Danglard agitó la cabeza, entre desconcertado y escandalizado. Luego, el absurdo onírico de la situación le pareció de pronto tan agradable que un puro sentimiento de alegría barrió su cólera. Se sintió lleno de gratitud hacia Adamsberg, que no sólo no había tomado en cuenta sus insultos sino que le ofrecía esta noche, de una forma completamente involuntaria, un instante de excepcional extravagancia. Y sólo Adamsberg era capaz de descoyuntar la vida ordinaria para extraer de ella estos despropósitos, estos cortos fulgores de descabellada belleza. ¿Qué le importaba, pues, que le arrancara del sueño para arrastrarle con un frío cortante ante Neptuno, pasada la medianoche?

– ¿Quién es ese tipo? -repetía Adamsberg sin soltarle el brazo.

– Neptuno saliendo de las olas -respondió Danglard sonriendo.

– ¿Está usted seguro?

– Neptuno o Poseidón, como prefiera.

– ¿Es el dios del mar o el de los infiernos?

– Son hermanos -explicó Danglard, contento de estar dando un curso de mitología en plena noche-. Tres hermanos: Hades, Zeus y Poseidón.
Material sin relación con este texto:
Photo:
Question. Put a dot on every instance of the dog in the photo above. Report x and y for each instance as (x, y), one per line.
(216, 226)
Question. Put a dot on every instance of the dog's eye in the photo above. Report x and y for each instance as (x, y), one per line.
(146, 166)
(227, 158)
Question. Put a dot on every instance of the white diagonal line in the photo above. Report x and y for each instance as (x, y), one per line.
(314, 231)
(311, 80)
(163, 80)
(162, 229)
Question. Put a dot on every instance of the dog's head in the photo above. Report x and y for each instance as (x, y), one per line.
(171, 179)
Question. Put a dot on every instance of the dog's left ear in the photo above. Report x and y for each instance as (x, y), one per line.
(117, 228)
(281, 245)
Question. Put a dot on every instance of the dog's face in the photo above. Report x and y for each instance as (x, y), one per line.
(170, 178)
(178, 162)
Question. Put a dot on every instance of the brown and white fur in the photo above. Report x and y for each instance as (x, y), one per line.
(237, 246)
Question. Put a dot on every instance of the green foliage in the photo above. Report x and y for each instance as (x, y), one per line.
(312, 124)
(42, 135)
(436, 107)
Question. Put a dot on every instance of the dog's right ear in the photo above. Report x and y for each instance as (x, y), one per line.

Poseidón reina sobre el mar, sobre sus azures y sus tormentas, pero también sobre sus profundidades y sus amenazas abisales.

Adamsberg había soltado ahora su brazo y, con las manos a la espalda, le escuchaba.

– Aquí -prosiguió Danglard paseando su dedo por el cartel- podemos verlo rodeado de su corte y de sus demonios. He aquí los beneficios de Neptuno, he aquí su poder para castigar, representado por su tridente y la serpiente maléfica que arrastra hacia los abismos. La representación es académica, la factura blanda y sentimental. No puedo identificar al pintor. Algún desconocido oficiante para los salones burgueses y probablemente…

– Neptuno -interrumpió Adamsberg en tono pensativo-. Bien, Danglard, infinitas gracias. Regrese ahora, vuelva a dormirse, y perdón por haberle despertado.

Antes de que Danglard hubiera podido pedir explicaciones, Adamsberg había parado un taxi y había metido en él a su adjunto. Por el cristal, vio al comisario alejándose con paso lento, una delgada silueta negra y encorvada, bamboleándose levemente en la noche. Sonrió, se frotó maquinalmente la cabeza y encontró el pompón cortado de su gorro. Presa de la inquietud, bruscamente, tocó por tres veces el embrión de aquel pompón para que le diera suerte.